A portion of a DNA chain differs from the RNA chain just described only in the fact that the sugar is 2'-deoxyribose rather than ribose (Figure 9.6). In abbreviated notation, the deoxyribonucleotide is specified in the usual man-ner. Sometimes a letter d is added to indicate a deoxyribonucleotide residue; for example, dG is substituted for G, and the deoxy analogue of the ribooligo-nucleotide in the preceding paragraph would be d(GACAT). However, given that the sequence must refer to DNA because of the presence of thymine, the sequence GACAT is not ambiguous and would also be a suitable abbreviation.
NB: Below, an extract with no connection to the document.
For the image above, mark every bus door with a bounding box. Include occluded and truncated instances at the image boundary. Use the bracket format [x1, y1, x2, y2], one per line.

Two kinds of nitrogen-containing nucleobases, pyrimidines and purines, are joined to sugars to form nucleosides.

The sugar is deoxyribose in DNA and ribose in RNA.

Addition of phosphate groups to nucleotides gives rise to nucleotides, which are the monomers of nucleic acids.

When nucleotides are joined by phosphodiester bonds, they form a sugar–phosphate backbone, giving rise to DNA and RNA.

The sequence of bases is a very important feature of the primary structure of nucleic acids, because the sequence is the genetic information that ultimately leads to the sequence of RNA and protein.